By Kurt R. Karst –
Amidst concern that the 2013 sequester could make a repeat appearance and reduce both FDA’s budget from Congress and industry-financed user fees to the Agency, Representatives Anna Eshoo (D-CA) and Leonard Lance (R-NJ) have introduced legislation to exempt FDA user fees from the ravages of sequestration. Sequestration refers to automatic spending cuts to the U.S. federal budget that went into effect as a result of the Budget Control Act of 2011. The Congressional Budget Office recently opined that sequestration will not be required for 2015; however, that is by no means certain and depends on several factors (see here).

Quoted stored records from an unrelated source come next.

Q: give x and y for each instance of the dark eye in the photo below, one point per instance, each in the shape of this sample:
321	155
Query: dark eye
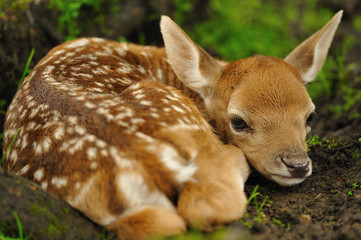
239	124
310	118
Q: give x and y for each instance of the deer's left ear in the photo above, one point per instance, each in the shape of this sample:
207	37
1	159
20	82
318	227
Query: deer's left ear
309	56
193	66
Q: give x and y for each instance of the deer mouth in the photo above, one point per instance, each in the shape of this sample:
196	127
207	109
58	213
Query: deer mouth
286	180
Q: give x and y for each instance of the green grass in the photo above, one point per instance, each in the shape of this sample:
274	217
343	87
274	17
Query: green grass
8	149
20	231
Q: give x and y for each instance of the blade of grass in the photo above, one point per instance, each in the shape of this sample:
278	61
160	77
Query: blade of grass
26	70
20	227
8	149
253	194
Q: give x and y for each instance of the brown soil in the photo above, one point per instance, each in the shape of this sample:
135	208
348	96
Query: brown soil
325	206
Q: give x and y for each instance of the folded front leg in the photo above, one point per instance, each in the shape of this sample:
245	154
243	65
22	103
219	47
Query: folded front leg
216	196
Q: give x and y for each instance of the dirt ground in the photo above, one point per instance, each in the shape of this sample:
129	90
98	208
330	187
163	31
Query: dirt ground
326	206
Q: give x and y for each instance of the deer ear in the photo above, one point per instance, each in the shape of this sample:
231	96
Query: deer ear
309	56
192	65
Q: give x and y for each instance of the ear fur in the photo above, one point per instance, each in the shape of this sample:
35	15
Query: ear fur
192	65
309	57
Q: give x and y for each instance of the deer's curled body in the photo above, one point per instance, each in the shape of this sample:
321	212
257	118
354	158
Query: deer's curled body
99	131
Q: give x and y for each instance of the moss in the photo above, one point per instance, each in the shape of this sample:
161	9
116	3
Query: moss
54	227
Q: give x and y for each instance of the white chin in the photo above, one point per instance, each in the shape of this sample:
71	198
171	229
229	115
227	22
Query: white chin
286	181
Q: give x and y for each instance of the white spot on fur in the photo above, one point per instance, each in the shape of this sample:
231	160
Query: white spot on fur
24	169
120	161
44	185
59	181
77	43
38	175
178	109
90	105
93	165
59	133
92	153
171	159
145	102
137	193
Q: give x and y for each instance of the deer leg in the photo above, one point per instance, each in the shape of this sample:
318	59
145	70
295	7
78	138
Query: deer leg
216	196
153	221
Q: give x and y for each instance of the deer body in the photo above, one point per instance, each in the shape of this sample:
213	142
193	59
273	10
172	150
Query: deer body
102	126
97	130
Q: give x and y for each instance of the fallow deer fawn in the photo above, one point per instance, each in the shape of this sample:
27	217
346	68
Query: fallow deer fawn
101	127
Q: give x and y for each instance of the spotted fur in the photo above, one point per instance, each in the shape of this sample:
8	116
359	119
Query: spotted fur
100	128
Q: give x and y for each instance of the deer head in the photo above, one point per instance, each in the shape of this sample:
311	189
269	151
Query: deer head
260	103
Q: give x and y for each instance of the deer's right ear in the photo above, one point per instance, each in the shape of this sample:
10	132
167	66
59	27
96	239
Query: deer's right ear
309	56
192	65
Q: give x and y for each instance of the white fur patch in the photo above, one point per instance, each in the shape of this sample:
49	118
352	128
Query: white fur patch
137	193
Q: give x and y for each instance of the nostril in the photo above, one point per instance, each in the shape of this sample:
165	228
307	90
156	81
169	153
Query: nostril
295	165
297	169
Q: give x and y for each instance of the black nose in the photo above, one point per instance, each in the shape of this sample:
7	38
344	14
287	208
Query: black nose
297	170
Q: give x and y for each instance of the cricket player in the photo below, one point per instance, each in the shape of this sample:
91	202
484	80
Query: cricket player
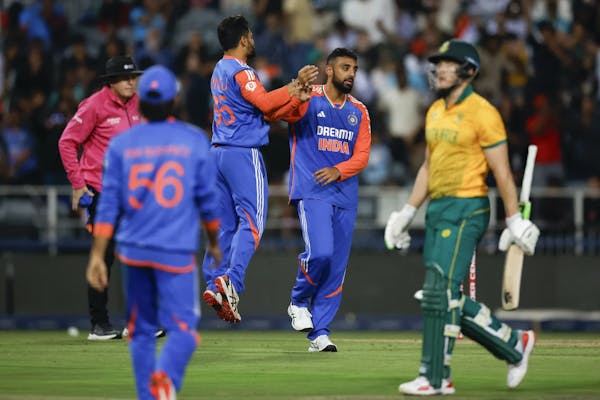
239	130
82	144
330	139
465	139
159	181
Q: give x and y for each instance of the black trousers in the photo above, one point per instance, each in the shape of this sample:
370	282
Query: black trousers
98	301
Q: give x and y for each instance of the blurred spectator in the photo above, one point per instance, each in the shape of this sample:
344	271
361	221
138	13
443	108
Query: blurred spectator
549	59
341	36
45	20
194	46
373	16
148	15
582	140
514	122
270	41
23	166
544	131
35	73
197	96
54	123
403	110
379	169
153	52
298	16
493	66
592	205
517	64
112	15
4	162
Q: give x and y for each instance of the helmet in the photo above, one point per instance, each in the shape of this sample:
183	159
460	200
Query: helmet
457	50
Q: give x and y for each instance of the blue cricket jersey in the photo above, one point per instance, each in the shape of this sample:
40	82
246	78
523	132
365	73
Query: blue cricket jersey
236	121
328	135
158	182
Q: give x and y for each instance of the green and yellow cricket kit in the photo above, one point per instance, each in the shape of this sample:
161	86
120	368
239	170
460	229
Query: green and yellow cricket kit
457	218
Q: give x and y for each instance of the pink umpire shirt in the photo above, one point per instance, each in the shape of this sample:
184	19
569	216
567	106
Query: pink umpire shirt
98	118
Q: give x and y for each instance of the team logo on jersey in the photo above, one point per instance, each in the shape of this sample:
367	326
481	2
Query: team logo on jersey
250	86
352	119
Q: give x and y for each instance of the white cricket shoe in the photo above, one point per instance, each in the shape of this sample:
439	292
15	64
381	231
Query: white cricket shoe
516	372
421	387
322	343
301	318
230	299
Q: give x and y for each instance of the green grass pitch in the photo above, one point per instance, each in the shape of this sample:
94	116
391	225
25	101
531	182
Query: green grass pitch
245	365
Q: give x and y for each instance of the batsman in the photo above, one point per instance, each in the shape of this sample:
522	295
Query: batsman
466	139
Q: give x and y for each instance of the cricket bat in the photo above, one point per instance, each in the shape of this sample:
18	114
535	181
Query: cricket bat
513	263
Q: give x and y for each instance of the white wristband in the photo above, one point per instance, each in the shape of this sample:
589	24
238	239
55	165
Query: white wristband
409	211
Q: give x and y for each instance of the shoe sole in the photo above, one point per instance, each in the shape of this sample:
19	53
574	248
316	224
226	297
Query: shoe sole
228	313
306	328
98	338
211	301
448	390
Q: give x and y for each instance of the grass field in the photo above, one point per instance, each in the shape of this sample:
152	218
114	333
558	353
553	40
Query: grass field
275	365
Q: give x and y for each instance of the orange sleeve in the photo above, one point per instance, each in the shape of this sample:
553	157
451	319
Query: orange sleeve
103	229
362	148
256	94
286	111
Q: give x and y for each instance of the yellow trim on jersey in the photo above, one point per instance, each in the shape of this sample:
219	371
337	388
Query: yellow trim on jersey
456	138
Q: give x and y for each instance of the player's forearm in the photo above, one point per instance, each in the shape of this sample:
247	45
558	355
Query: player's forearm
284	111
99	246
212	231
508	192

The FDA Safety Over Sequestration Act of 2015, or FDA SOS Act (H.R. 1078), would amend the Balanced Budget and Emergency Deficit Control Act of 1985 – the law first establishing sequestration procedures – to exempt user fees collected pursuant to FDC Act Sections 736 (Prescription Drug User Fee Act), 738 (Medical Device User Fee and Modernization Act), 740 (Animal Drug User Fee Act), 741 (Animal Generic Drug User Fee Act), 744B (Generic Drug User Fee Amendments), and 744H (Biosimilar User Fee Act). “The FDA’s user fees are 100 percent private sector dollars,” wrote Rep. Eshoo in a press release. “If the intent of sequestration is to limit public spending, withholding private monies is counterintuitive. Whether one agrees or disagrees with sequestration, private dollars should not be held hostage by the policy. It discourages investment in medical innovation and denies patients access to timely and potentially lifesaving therapies.” The FDA SOS Act is supported by several organizations and companies, including PhRMA, BIO, AdvaMed, the Medical Device Manufacturers Association, the California Healthcare Institute, the Leukemia Lymphoma Society, Gilead, Genentech, Patient Services Inc., and the National Health Council.
H.R. 1078 is the second legislative go-around at saving industry user fees from sequestration. As we previously reported, Reps. Eshoo and Lance introduced a nearly identical bill in July 2013 (H.R. 2725), which was later introduced in the Senate as the FDA User Fee Protection Act (S. 1413). Neither bill was passed; however, the Consolidated Appropriations Act of 2014 (Pub. L. No. 113-76) permitted FDA in 2014 to use fees that were withheld because of the 2013 sequester. Enactment of the FDA SOS Act would avoid Congress having to go through that procedure again with respect to FDA.